Heaven and hell are only for those who truly fell human.
~•~
Tak sedikit orang-orang mengatakan kalau tidak ada manusia sempurna di muka bumi ini, terlalu tabu untuk diucapkan sementara mereka percaya akan adanya Tuhan di antara mereka. Tapi kalau di teliti lagi, bukan suatu hal munafik ketika orang-orang melihat satu saja manusia yang memukau dan membuat berdecak kagum sambil bergumam betapa sempurnanya dia. Menampik hal di atas kepercayaan, nyatanya memang benar-benar ada seseorang dengan definisi sempurna di mata manusia biasa.
Mungkin Zeline menjadi salah satu dari sedikit orang yang menyandang status 'sempurna' dengan kalimat mengagungkan sambil mengelu-elukan namanya. Ketika membicarakan perihal cantik, pintar, baik dan mempesona maka nama Zeline akan selalu disebut. Tak pernah ketinggalan, selalu masuk daftar nama pilihan. Ketika sosoknya yang didambakan hadir di depan mata, maka semua orang akan langsung merubah sikapnya. Mendadak menjadi orang-orang baik, bersikap kelewat memuakkan hanya untuk mencari perhatian cewek itu.

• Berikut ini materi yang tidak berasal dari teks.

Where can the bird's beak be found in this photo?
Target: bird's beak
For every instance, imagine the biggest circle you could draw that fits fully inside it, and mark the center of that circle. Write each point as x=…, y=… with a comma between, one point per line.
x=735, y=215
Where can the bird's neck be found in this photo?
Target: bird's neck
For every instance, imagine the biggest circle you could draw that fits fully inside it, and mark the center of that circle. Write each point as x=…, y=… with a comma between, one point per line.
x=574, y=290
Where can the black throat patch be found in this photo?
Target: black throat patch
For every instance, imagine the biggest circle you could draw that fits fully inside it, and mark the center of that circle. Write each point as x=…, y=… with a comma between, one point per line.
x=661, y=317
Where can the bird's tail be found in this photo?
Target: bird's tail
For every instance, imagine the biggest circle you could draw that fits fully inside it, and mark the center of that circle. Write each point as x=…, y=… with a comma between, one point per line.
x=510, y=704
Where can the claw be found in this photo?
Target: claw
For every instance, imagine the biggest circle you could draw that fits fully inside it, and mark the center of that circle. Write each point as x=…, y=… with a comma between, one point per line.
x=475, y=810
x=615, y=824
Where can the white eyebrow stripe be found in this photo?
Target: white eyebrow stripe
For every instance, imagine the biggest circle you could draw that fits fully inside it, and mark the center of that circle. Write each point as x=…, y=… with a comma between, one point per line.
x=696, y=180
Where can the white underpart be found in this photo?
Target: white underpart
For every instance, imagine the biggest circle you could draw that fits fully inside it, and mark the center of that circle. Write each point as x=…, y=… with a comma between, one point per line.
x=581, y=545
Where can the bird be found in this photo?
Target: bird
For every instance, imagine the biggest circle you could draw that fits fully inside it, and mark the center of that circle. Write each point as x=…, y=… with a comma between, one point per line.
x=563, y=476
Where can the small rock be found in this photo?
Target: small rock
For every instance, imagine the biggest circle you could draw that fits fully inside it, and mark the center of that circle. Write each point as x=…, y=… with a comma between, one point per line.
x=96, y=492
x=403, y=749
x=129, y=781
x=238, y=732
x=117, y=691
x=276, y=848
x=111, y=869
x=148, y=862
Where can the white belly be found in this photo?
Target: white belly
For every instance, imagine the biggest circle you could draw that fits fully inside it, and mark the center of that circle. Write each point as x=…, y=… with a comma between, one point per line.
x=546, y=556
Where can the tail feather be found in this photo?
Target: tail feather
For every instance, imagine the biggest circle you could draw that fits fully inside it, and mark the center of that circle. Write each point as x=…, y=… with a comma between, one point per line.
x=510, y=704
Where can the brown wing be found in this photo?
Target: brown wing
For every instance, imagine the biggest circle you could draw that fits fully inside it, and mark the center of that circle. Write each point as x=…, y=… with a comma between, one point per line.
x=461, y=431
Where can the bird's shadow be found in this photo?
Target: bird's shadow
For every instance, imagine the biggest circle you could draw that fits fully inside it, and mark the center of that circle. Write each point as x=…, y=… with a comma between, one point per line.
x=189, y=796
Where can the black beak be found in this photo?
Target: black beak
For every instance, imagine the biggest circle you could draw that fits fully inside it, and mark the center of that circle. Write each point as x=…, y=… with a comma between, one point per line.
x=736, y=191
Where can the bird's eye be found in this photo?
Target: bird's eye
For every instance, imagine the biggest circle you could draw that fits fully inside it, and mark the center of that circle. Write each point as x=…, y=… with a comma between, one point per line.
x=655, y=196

Zeline tahu, sudah mengerti betul bagaimana orang-orang yang terlihat palsu bersikap begitu baik di depannya. Hanya saja, dia tidak merasa keberatan meski ujung-ujungnya hanya akan berakhir dimanfaatkan. Toh, dia berbuat baik juga benar-benar murni tanpa meminta perhatian. Sesuci itu pikirannya, bahkan sampai membuat siapapun kagum dengan pola pikir kelewat menakjubkan itu. Sifatnya yang ceria juga mampu membuat orang-orang merasakan aura bahagia, seolah ikut merasakan aura positif yang datang dari seorang Zeline.
Adena tahu, bahkan dia ikut merasakan aura bahagia yang terpancar dan bagaimana sikap baiknya Zeline terhadap dirinya. Dia bahkan pernah ditolong ketika jatuh pingsan, menampik bagaimana pikiran negatif Adena yang mulai aktif ketika sadar bahwa Zeline saat itu hanyalah cewek asing yang sedang dekat dengan temannya sendiri. Itu konyol, hingga akhirnya dia sadar kalau Zeline memang orang baik. Murni baik, tanpa meminta balasan atau imbalan apapun. Meski kebaikan itu harus di balas dengan pengkhianatan yang tak bisa Adena hindari lagi.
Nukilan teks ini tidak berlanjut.